For decades, this one transgression in an otherwise faultless life remains buried. But then, in the charged atmosphere of America after 9/11, her secret comes out and her life goes into freefall.

But do recommend you to read A special relationship and The big picture. While reading A special relationship I was so surprised that it was actually a man who had written so intensely about post-natal depression.
Sally Goodchild, a thirty-seven-year-old American journalist, suddenly finds herself pregnant and married to an English foreign correspondent, Tony Hobbs, whom she met while they were both on assignment in Cairo. From the outset Sally's relationship with both Tony and London is an uneasy one - as she finds her husband and his city to be far more foreign than imagined. But her problems soon turn to nightmares when she discovers that everything can be taken down and used against you.

The big picture makes you wonder. Wonder how life would be if you decieded on day to pretending to be someone else.
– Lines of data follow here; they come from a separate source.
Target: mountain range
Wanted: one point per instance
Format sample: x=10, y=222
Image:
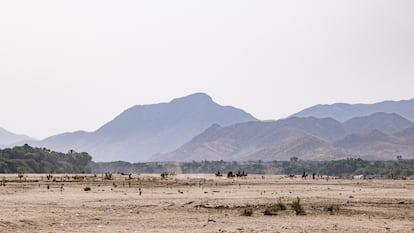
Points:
x=343, y=112
x=144, y=130
x=196, y=128
x=307, y=138
x=7, y=137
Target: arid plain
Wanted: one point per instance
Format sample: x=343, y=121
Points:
x=202, y=203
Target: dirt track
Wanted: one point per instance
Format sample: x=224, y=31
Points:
x=202, y=203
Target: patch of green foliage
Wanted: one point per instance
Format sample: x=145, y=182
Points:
x=344, y=168
x=26, y=159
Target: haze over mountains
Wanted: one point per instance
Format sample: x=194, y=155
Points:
x=307, y=138
x=343, y=112
x=7, y=137
x=196, y=128
x=144, y=130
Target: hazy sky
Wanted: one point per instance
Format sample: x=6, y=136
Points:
x=76, y=64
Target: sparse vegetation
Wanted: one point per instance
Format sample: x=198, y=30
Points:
x=332, y=208
x=297, y=207
x=393, y=169
x=247, y=212
x=27, y=159
x=280, y=205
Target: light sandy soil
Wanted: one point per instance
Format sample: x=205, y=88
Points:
x=202, y=203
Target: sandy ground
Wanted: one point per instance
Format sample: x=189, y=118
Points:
x=202, y=203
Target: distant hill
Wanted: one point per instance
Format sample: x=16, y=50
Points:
x=307, y=138
x=385, y=122
x=343, y=112
x=7, y=137
x=144, y=130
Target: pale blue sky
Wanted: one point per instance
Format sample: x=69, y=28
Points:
x=76, y=64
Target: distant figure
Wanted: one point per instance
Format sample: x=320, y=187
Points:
x=218, y=173
x=304, y=175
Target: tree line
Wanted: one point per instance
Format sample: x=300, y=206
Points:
x=27, y=159
x=345, y=167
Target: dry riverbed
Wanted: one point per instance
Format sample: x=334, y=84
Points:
x=202, y=203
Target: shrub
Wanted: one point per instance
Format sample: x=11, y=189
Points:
x=270, y=211
x=247, y=212
x=280, y=205
x=332, y=208
x=297, y=207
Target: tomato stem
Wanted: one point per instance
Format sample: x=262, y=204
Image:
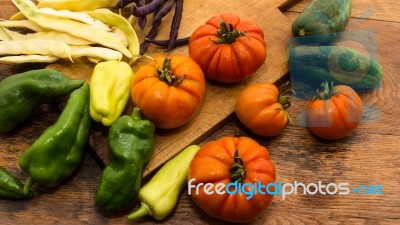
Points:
x=227, y=34
x=284, y=100
x=165, y=74
x=327, y=91
x=237, y=170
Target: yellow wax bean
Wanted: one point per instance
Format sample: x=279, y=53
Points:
x=35, y=47
x=18, y=59
x=50, y=35
x=95, y=52
x=77, y=16
x=4, y=36
x=21, y=24
x=72, y=27
x=76, y=5
x=113, y=19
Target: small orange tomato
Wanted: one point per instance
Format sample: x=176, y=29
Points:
x=229, y=179
x=169, y=90
x=335, y=112
x=262, y=109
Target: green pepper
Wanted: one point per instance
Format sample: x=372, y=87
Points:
x=109, y=90
x=159, y=196
x=21, y=94
x=56, y=154
x=11, y=187
x=131, y=142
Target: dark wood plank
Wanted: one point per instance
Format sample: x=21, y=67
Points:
x=369, y=156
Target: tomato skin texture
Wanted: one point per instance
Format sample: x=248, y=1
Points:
x=166, y=105
x=212, y=165
x=228, y=62
x=258, y=109
x=336, y=117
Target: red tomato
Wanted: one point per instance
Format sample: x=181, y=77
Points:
x=262, y=109
x=217, y=164
x=169, y=90
x=335, y=113
x=227, y=48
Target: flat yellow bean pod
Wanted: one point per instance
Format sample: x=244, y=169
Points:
x=50, y=35
x=120, y=22
x=95, y=52
x=35, y=47
x=76, y=5
x=77, y=16
x=72, y=27
x=21, y=24
x=4, y=36
x=18, y=59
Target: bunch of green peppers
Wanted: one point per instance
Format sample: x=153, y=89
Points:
x=131, y=142
x=56, y=154
x=11, y=187
x=22, y=93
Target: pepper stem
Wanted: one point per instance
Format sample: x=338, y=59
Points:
x=165, y=74
x=227, y=34
x=238, y=172
x=136, y=113
x=143, y=210
x=27, y=186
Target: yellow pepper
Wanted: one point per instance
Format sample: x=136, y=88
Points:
x=109, y=90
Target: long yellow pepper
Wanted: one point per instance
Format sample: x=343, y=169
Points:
x=109, y=90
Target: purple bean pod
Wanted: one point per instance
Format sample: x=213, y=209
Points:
x=176, y=21
x=147, y=9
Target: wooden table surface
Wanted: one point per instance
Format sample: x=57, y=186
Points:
x=370, y=156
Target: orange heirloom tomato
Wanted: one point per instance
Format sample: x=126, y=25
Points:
x=335, y=112
x=169, y=90
x=262, y=109
x=227, y=161
x=227, y=48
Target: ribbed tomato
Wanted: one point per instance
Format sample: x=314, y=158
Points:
x=227, y=48
x=262, y=109
x=169, y=90
x=335, y=112
x=232, y=161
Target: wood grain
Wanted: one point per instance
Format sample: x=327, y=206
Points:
x=384, y=10
x=369, y=156
x=219, y=100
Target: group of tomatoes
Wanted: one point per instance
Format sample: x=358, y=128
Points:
x=170, y=90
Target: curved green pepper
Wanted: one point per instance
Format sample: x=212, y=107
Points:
x=321, y=21
x=11, y=187
x=22, y=93
x=131, y=142
x=109, y=90
x=57, y=153
x=159, y=196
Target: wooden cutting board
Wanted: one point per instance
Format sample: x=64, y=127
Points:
x=219, y=100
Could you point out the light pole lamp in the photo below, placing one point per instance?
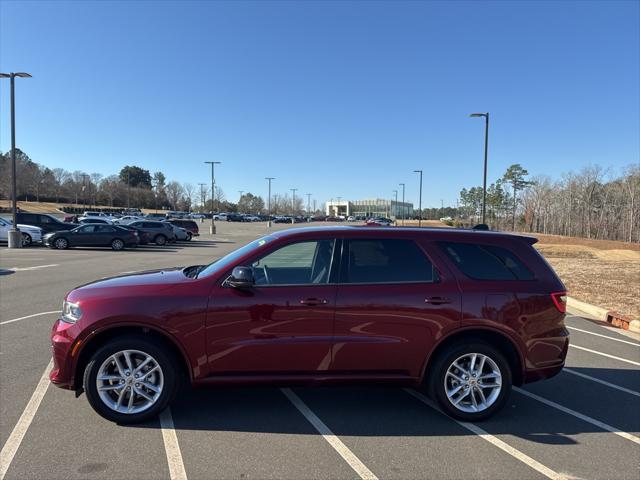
(14, 239)
(420, 200)
(403, 210)
(269, 200)
(212, 229)
(486, 149)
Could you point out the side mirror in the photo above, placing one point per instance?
(241, 277)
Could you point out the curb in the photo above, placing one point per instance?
(602, 314)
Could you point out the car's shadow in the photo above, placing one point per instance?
(392, 411)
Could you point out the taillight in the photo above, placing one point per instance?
(560, 301)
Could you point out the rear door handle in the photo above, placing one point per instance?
(312, 302)
(437, 300)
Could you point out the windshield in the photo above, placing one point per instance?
(232, 257)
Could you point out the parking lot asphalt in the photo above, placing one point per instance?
(584, 423)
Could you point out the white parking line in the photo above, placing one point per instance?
(37, 267)
(28, 316)
(348, 456)
(495, 441)
(604, 336)
(15, 439)
(579, 415)
(597, 380)
(632, 362)
(171, 447)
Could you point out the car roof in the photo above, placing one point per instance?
(435, 233)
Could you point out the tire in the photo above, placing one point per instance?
(61, 243)
(138, 347)
(440, 381)
(26, 240)
(117, 244)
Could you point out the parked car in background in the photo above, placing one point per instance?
(92, 235)
(30, 234)
(46, 222)
(180, 233)
(159, 232)
(155, 216)
(188, 225)
(457, 298)
(126, 219)
(84, 220)
(143, 237)
(378, 222)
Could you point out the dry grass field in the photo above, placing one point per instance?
(601, 272)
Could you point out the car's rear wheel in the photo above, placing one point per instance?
(26, 240)
(470, 382)
(61, 243)
(117, 244)
(130, 380)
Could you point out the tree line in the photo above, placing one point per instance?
(592, 203)
(131, 187)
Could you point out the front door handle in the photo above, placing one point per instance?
(437, 300)
(312, 302)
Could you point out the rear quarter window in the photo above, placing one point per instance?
(486, 262)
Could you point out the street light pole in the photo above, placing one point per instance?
(14, 239)
(269, 200)
(403, 206)
(212, 229)
(486, 151)
(396, 215)
(420, 201)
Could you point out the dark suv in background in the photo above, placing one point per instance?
(464, 313)
(47, 223)
(159, 232)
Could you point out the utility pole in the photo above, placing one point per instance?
(293, 203)
(202, 198)
(420, 201)
(403, 205)
(486, 150)
(212, 228)
(269, 200)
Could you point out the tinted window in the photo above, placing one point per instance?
(486, 262)
(301, 263)
(386, 261)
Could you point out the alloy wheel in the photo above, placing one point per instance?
(130, 381)
(473, 382)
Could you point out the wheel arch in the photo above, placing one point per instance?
(95, 341)
(506, 345)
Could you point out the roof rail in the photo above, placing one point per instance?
(481, 226)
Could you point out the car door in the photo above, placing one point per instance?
(284, 324)
(393, 304)
(84, 236)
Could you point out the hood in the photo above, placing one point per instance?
(155, 278)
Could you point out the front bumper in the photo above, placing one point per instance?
(63, 344)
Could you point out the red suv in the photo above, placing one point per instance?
(464, 313)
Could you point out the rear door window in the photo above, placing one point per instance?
(386, 261)
(486, 262)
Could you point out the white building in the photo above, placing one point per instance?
(379, 207)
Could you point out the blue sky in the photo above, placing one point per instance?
(333, 98)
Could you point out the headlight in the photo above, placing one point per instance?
(71, 312)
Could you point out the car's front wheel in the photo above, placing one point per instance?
(130, 380)
(26, 240)
(470, 382)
On the face of it, Ben Bradford is your standard Wall Street hot shot - Junior partner in a legal firm, 6 figure income, wife and two young kids straight out of a Gap catalogue. But along with the WASP lifestyle comes the sting - Ben hates it. He wants - has always wanted - to be a photographer. When he discovers his wife is playing outside the ground, the conseqences of a moment of madness force him to question not just the design of his life but the price of fulfiment. Because finding yourself means nothing when you're pretending to be someone else.